The panel included not just practitioners but also refugee women who had been participants in these programmes. This allowed those of us sitting in on the webinar to gain perspectives on the experiences of refugee and migrant women and girls first-hand, to understand how such programmes can have a lasting and impactful effect on them.
Within this context, the webinar focused on the scope for refugee women and girls in sports in their host countries, and how the sporting world needs to carve out space specifically for refugee women and girls. The webinar was interactive and included many breakout sessions where smaller groups could discuss and brainstorm ideas on how to successfully implement such projects.
Migrant and refugee women and girls
Women and girls face a double disadvantage once they migrate – they are disadvantaged both because of their background and because of their gender. Hence, not only do they have to face racism in their host country, they also continue to deal with sexism. Further, sport is categorised across cultures in a very male way. In Europe, sport remains very male and white, and migrants are often underrepresented.
Migrant women also face many other barriers to participating in sport programmes. Beyond social marginalisation and discrimination, there are also the issues of high costs, transport, safety, closed and male dominated club structures, the focus on performance in sport and the lack of specific targeting of migrant women and girls. In such a context, how can migrant and refugee women and girls gain exposure to sports?
Creating a safe space
Participants on the webinar discussed the various ways in which a sporting programme can be successfully implemented. The top requirement is to create a safe space for the women and girls, where they can feel comfortable as they explore a new society and a new sport. Further, for younger girls, role models can be very effective.

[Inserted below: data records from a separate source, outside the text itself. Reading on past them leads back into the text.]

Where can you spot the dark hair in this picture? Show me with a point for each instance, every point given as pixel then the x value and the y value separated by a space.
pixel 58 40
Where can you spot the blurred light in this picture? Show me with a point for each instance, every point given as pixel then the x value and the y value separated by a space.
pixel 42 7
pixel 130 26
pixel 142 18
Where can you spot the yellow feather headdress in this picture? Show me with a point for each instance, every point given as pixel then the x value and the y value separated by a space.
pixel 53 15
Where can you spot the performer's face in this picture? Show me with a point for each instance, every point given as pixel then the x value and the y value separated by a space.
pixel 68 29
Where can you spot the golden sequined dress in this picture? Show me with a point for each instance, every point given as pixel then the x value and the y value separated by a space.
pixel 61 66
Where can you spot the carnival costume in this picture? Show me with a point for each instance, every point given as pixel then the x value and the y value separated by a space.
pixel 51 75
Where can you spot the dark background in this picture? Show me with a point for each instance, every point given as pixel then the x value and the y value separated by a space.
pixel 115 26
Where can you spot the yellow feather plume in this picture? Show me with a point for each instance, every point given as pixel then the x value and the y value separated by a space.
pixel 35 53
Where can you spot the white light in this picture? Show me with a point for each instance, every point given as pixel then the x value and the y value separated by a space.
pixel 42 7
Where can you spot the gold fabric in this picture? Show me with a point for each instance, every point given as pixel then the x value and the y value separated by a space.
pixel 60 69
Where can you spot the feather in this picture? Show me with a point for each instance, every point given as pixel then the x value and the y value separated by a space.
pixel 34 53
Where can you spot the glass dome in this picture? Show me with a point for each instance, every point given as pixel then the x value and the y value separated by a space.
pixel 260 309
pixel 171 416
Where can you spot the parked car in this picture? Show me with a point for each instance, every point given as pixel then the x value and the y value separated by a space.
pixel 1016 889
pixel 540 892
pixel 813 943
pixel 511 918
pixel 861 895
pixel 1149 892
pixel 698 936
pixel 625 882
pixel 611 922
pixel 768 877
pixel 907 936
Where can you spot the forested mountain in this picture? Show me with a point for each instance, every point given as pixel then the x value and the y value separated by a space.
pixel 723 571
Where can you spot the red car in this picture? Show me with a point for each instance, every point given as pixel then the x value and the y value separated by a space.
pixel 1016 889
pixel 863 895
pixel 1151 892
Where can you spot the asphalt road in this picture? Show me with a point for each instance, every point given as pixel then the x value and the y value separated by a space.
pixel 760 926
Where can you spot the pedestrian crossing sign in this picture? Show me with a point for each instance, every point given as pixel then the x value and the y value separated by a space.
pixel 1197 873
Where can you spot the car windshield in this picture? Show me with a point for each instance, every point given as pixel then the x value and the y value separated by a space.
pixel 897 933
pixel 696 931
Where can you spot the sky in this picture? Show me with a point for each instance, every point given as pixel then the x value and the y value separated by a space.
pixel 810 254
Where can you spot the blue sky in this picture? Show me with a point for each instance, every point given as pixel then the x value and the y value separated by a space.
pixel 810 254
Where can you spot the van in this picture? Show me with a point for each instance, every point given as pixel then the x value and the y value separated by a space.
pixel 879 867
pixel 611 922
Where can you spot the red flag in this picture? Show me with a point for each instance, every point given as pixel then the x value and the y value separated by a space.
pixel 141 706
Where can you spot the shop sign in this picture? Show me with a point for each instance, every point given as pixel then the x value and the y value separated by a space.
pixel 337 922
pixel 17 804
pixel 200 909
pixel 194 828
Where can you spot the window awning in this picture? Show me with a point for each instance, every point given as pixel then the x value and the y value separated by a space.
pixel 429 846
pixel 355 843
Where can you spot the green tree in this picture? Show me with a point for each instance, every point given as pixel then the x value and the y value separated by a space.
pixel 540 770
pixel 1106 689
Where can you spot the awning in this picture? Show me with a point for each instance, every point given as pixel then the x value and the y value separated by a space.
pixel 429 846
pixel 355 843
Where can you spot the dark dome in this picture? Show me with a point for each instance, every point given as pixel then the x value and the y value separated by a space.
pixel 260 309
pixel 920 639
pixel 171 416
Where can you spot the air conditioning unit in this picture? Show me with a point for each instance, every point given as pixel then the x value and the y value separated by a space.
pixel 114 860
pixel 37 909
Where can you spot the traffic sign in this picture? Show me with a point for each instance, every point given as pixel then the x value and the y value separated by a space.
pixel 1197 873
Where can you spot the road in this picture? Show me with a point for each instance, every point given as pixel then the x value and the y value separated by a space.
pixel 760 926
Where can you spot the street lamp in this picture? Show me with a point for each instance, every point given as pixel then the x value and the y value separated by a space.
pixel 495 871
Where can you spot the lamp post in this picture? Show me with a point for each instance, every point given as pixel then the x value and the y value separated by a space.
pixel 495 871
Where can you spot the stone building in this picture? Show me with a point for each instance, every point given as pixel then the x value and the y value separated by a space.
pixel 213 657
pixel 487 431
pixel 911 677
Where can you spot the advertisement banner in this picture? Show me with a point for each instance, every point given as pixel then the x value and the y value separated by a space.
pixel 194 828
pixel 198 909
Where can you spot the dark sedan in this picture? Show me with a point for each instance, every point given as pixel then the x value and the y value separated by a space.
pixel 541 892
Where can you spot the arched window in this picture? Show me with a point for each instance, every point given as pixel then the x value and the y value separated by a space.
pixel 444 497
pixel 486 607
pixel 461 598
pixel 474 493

Webinar participants also noted that the infrastructural barriers that prevent women from participating in the programme should be reduced – hence, the programme should be easily accessible by public transport. Financial barriers must also be considered. Some ways in which this can be attained is by making programmes free or affordable, and providing childcare services on site.
Successful strategies have included reaching the target audience through role models, parents, partnerships and networks. Club sports also need to be made more accessible overall, to ensure that migrant and refugee women and girls are also able to participate in them.
Some programmes have also found that offering a multi-sport approach is helpful. This allows women to choose the sport and activities that they prefer. Offering other classes, online trainings and counselling sessions along with the sporting programme has also made these programmes successful.
Many on the webinar also suggested that a participatory approach to programme design is best – the women and girls should have decision-making abilities to decide what they want out of the programme. This gives them ownership over the programme and their own futures.